Presentation Q&A Tips
For some presentations, the question and answer session is the most significant segment. It gives audience members an opportunity to have the speaker address issues of particular concern to them. It also shows listeners how well the speaker can formulate a spontaneous response.
Preparation is crucial to a successful Q&A session. In most cases, you will give your best answer to a question when you have anticipated the question and given considerable thought to your response.
In fact, the more prepared you are, the more spontaneous you can be. When you really know your subject and have thought through the questions people may ask you about it, you can respond more quickly and confidently.
Listening and Answering
When someone asks a question, it is critical to listen carefully to what is being asked so that you can respond specifically. Repeating generalities you have already covered in your talk is not likely to engage your listeners.
Have you ever heard a politician respond to a question without ever actually addressing what was asked? Unfortunately, such responses are not confined to politics. One sure way to frustrate an audience is to respond to their questions without answering them.
Before you give an answer, make sure all of your listeners have heard the question; repeat the question if necessary.
If you need clarification of a question, don’t hesitate to ask for it. If you don’t know the answer, simply say so, and perhaps offer to e-mail or call the questioner later with additional information.

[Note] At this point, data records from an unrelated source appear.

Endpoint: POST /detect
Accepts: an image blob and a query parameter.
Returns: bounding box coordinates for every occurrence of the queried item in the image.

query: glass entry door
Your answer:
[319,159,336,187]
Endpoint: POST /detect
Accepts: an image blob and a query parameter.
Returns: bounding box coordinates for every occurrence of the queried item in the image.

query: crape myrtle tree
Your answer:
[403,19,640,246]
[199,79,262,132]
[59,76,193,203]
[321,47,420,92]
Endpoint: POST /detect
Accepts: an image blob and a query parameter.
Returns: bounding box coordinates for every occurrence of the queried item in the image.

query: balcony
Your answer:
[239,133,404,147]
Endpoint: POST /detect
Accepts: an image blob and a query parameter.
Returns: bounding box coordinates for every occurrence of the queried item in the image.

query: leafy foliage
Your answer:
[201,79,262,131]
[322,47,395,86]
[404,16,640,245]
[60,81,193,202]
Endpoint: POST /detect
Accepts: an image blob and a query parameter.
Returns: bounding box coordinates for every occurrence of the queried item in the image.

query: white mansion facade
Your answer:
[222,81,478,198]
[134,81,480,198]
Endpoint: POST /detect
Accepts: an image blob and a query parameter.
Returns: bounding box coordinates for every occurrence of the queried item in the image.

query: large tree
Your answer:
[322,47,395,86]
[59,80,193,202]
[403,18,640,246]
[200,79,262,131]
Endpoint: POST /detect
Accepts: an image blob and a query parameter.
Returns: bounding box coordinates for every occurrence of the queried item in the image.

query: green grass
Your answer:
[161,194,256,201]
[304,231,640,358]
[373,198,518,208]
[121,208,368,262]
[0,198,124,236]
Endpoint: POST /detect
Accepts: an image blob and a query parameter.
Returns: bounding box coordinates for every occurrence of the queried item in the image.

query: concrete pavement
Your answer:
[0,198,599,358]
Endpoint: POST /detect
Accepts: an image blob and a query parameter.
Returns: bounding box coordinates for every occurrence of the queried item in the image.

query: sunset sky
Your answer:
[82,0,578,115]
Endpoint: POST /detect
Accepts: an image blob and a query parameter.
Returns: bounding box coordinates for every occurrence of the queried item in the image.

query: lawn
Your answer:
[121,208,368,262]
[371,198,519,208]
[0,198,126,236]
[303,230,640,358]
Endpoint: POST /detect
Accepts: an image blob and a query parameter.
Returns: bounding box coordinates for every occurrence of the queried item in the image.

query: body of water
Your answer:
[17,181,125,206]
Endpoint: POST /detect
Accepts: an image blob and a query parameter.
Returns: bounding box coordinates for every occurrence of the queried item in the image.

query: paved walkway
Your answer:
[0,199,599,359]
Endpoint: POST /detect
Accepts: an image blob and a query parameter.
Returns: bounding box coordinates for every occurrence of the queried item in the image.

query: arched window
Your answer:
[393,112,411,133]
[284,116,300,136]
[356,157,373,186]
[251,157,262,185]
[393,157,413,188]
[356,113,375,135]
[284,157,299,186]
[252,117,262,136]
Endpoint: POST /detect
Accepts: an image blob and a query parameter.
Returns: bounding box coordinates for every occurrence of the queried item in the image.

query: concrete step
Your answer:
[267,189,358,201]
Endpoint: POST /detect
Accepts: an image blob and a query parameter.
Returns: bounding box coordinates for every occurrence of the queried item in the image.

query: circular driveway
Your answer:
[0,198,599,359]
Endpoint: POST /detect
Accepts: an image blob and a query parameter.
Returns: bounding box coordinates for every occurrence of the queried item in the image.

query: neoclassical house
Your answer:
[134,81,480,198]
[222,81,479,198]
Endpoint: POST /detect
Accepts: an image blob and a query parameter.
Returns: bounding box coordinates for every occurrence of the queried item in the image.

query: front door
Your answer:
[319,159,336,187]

Admitting that you don’t know the answer to a question is far better than guessing. In fact, the audience will appreciate your candor and may actually be more inclined to trust the answers you do give them.
Many speakers give inappropriately long answers to questions, perhaps out of a well-intentioned but misguided desire to please the questioners. When giving an answer, however, you should consider not only the questioner but also the rest of the audience. Do they share the questioner’s interest and level of expertise? If not, you may want to adapt your response to better satisfy the needs of all of your listeners. In any case, concise answers are usually the best answers.
Most of the elements of effective delivery described earlier in this book apply to the Q&A portion of a talk. Do not view the Q&A session as an afterthought, but rather as an integral part of your overall presentation. Throughout the Q&A session, you continue to convey to your listeners many verbal and non-verbal cues about yourself and your message.